2 Packages for this Practical

In this practical, we will make use of the following packages

  1. Load the following r packages. Suppress warnings and messages in the code chunk where you load these packages.
library(dplyr)
library(readr)
library(knitr)
library(kableExtra)

#Note that `dplyr` and `readr` are included in the `tidyverse` distribution. If you have `tidyverse` installed you can simply load `library(tidyverse)`. You can also load packages within `tidyverse` independently (as above), which is a bit quicker. 

3 Code exercises

The following exercises are some basic (mathematical) operations to illustrate what you could code with R. Please run all exercises up to 11 in a single code chunk. Comment on half of the exercises in the code chunk (use a # after the code or on a different line). These comments can be helpful for others (or a later version of yourself) to understand what the code is supposed to do.

  1. Create an object a with value 1

  2. Verify that 1 is stored in a

  3. Square a

  4. Assign a + a to the object b, and check if b is equal to a + a.

  5. Square b

  6. Multiply the answer of question 6 by a over b

  7. Assign the result to c

  8. Take the square root (use sqrt()) of c to the power b

  9. Multiply the answer of question 9 by a over (b to the power 6)

  10. Round the answer from the previous question to 3 decimal places (use round(), and use ?round() to find out more about how to use this code).

Now you know how to use R as a calculator and R markdown for typesetting, we can move on to some more advanced operations.


4 Functions in R

A function in R is a piece of code that contains a set of statements organized to perform a specific task. For example, a function could be used to calculate the mean of a some data, or to make a barplot of some other data. In R functions in code can be recognized by the parentheses after a word (e.g. mean() is a function).

Functions consist of:

  • Input argument(s);
  • Function actions;
  • Output / results of the function.

For example, the function mean() takes a vector of numbers as input, then has the actions of summing the numbers and dividing them over the number of elements, and finishes with returning the obtained number.
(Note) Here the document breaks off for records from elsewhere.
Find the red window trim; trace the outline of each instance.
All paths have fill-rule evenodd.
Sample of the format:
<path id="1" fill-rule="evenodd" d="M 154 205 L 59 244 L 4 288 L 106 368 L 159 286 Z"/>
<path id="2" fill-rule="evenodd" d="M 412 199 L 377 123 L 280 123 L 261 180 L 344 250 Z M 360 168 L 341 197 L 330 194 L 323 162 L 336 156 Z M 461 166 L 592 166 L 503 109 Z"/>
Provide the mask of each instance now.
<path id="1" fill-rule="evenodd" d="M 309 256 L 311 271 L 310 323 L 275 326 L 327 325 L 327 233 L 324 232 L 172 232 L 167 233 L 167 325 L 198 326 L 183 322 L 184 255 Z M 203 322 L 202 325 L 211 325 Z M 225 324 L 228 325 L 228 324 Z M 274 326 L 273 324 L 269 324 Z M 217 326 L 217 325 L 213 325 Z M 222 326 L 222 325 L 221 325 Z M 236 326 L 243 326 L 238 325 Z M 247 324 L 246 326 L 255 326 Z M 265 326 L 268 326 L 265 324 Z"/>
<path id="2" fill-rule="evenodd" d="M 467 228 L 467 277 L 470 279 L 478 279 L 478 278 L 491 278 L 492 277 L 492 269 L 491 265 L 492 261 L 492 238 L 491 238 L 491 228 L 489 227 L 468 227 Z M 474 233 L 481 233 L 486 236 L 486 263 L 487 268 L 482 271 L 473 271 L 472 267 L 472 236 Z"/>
The code below illustrates what a function would be constructed.

# Example function

# Function name and the input arguments
function_name <- function(argument_1, argument_2, argument_3){
  
  # actions of the function
  x <- (argument_1 + argument_2) / argument_3
  
  # returning output
  return(x)
}

R has lots of built-in functions or functions in packages, such as seq(), mean(), min(), max(), and sum(). If you want more information about a built-in function, you can always run the code ?function_name() to retrieve documentation on the function. Functions can also be coded/created by a programmer themselves. This can for example be useful if some longer code needs to be repeated multiple times.

  1. Perform the following operations by using built-in R functions:
  • Create a sequence of numbers from 12 to 24, by using the function sec().

  • Sum the numbers from 28 to 63 by using the sum()-function.

  • Find the mean of the numbers from 25 to 82.


5 Getting data into R

There are several of ways to read data into R. One option is to use the readr package that comes with the tidyverse distribution. The function read_csv() reads comma delimited files.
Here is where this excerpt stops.